Économie mondiale

La BCE devrait maintenir ses taux mais préparer la voie à de nouvelles hausses cet automne

La Banque centrale européenne s'apprête à confirmer un statu quo monétaire immédiat tout en laissant ouverte la possibilité d'un ou plusieurs relèvements à l'automne, face au risque d'un choc inflationniste lié à la hausse du pétrole.

La BCE devrait maintenir ses taux mais préparer la voie à de nouvelles hausses cet automne
©Illustration IA Victor Hamon / renseignementeconomique.fr

La BCE entre retenue immédiate et préparation d'un resserrement futur

La Banque centrale européenne (BCE) devrait annoncer ce jeudi un maintien de son taux directeur, tout en envoyant un message clair : la pause ne signifie pas l'abandon de la lutte contre l'inflation. Cette posture traduit la tension entre des indicateurs conjoncturels récents plutôt rassurants et le risque d'une nouvelle poussée des prix portée par le pétrole.

Depuis le relèvement de juin, les responsables monétaires ont observé une série de publications – prix, salaires, activité et attentes d'inflation – qui ont allégé l'urgence d'une nouvelle intervention immédiate. En revanche, la remontée du baril au-dessus de 95 dollars liée aux tensions au Moyen-Orient remet en question ce répit et incite la BCE à conserver une marge de manœuvre.

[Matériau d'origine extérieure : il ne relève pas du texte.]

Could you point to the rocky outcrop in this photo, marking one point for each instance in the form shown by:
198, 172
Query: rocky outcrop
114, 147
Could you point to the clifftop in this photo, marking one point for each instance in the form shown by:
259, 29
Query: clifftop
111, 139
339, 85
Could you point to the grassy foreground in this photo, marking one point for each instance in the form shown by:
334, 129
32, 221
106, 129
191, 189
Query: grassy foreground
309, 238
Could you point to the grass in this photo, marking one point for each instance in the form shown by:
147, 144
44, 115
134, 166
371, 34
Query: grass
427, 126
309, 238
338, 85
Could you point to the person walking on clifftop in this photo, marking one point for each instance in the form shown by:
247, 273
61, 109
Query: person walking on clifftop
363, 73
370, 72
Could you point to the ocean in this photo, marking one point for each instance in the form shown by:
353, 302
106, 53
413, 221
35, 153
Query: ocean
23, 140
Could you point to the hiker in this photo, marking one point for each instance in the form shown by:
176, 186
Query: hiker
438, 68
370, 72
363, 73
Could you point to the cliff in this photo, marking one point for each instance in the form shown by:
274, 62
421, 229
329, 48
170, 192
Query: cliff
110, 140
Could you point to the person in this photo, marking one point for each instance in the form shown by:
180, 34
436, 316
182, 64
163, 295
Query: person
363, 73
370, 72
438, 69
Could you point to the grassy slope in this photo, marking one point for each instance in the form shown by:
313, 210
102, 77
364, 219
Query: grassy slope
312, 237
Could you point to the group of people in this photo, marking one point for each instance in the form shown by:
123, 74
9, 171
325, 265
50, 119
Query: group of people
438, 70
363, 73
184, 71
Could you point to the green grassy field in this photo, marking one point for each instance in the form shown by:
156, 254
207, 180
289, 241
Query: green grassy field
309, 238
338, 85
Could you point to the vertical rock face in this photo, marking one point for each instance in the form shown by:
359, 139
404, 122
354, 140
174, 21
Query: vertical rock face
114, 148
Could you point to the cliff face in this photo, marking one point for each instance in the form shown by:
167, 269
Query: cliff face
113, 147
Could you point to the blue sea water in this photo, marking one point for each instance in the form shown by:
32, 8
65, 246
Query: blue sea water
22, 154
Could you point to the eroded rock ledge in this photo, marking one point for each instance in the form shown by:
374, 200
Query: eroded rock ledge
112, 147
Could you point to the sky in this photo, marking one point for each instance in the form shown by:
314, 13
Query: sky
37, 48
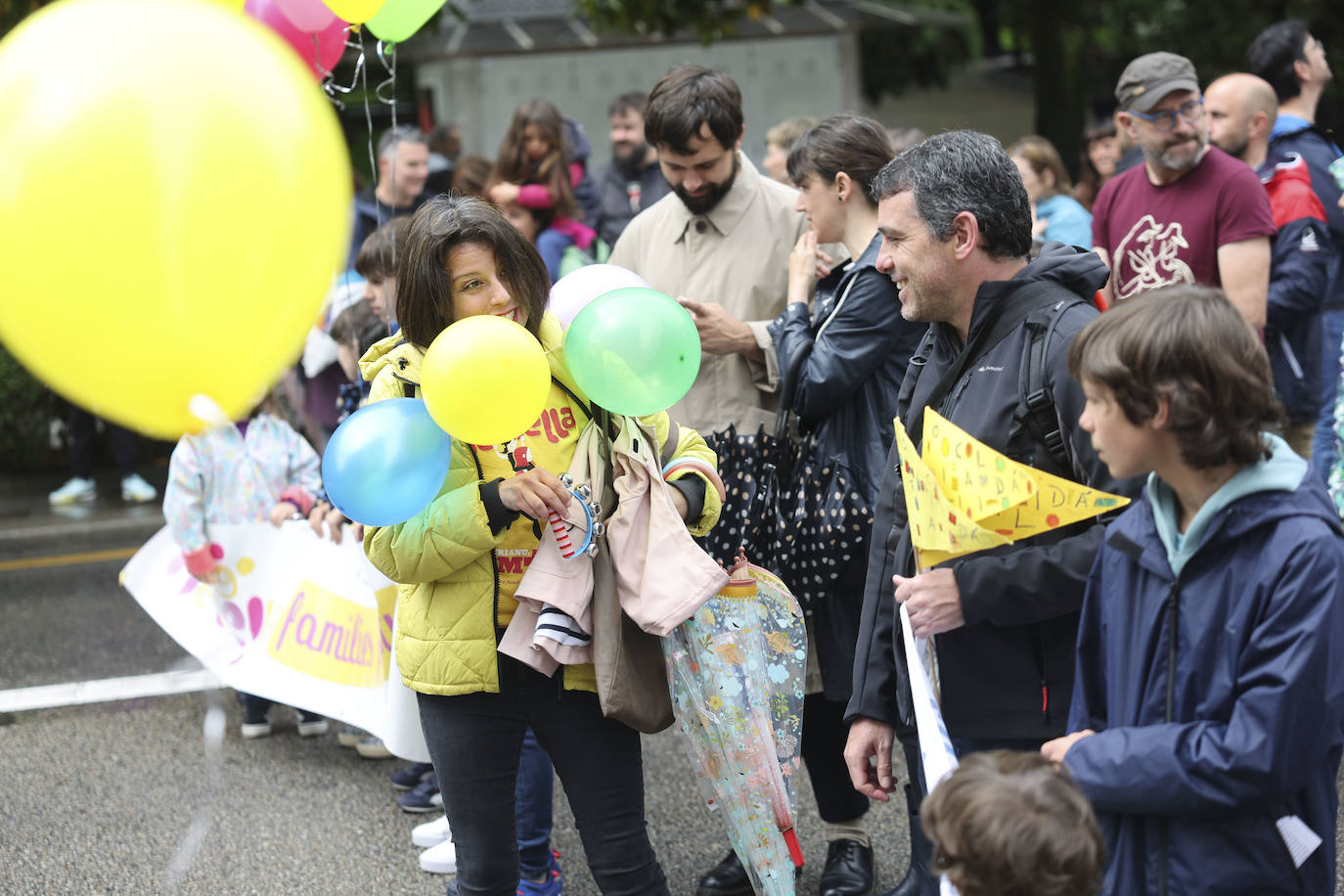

Les marchés, sensibles aux prix de l'énergie, ont déjà intégré l'idée de hausses supplémentaires : la valorisation actuelle des taux anticipe près de trois relèvements supplémentaires, avec une première hausse attendue en octobre et une autre en février selon les anticipations exprimées par les investisseurs.

« Malgré le regain de tensions dans le Golfe, le scénario modéré des prévisions de juin semble toujours tenir », a déclaré Anatoli Annenkov, économiste à la Société Générale.

La plupart des économistes consultés estiment cependant que la zone euro n'aura pas besoin d'un resserrement monétaire aussi massif que celui reflété par les marchés. Les prévisions publiées en juin, déjà prudentes, laissent envisager une inflation qui tournerait autour de 3 % dans les mois prochains, soit au-dessus de l'objectif de la BCE mais sans basculement immédiat vers une spirale inflationniste incontrôlée.

Concrètement, la BCE dispose de plusieurs leviers : préserver le taux inchangé aujourd'hui tout en modifiant le discours (forward guidance) pour signaler de nouvelles hausses à court terme ; ou acter un maintien prolongé si les données continuent de s'améliorer. Ce choix aura des conséquences directes sur le coût du crédit pour les entreprises et les ménages français, sur la valeur de l'euro et sur les marchés financiers.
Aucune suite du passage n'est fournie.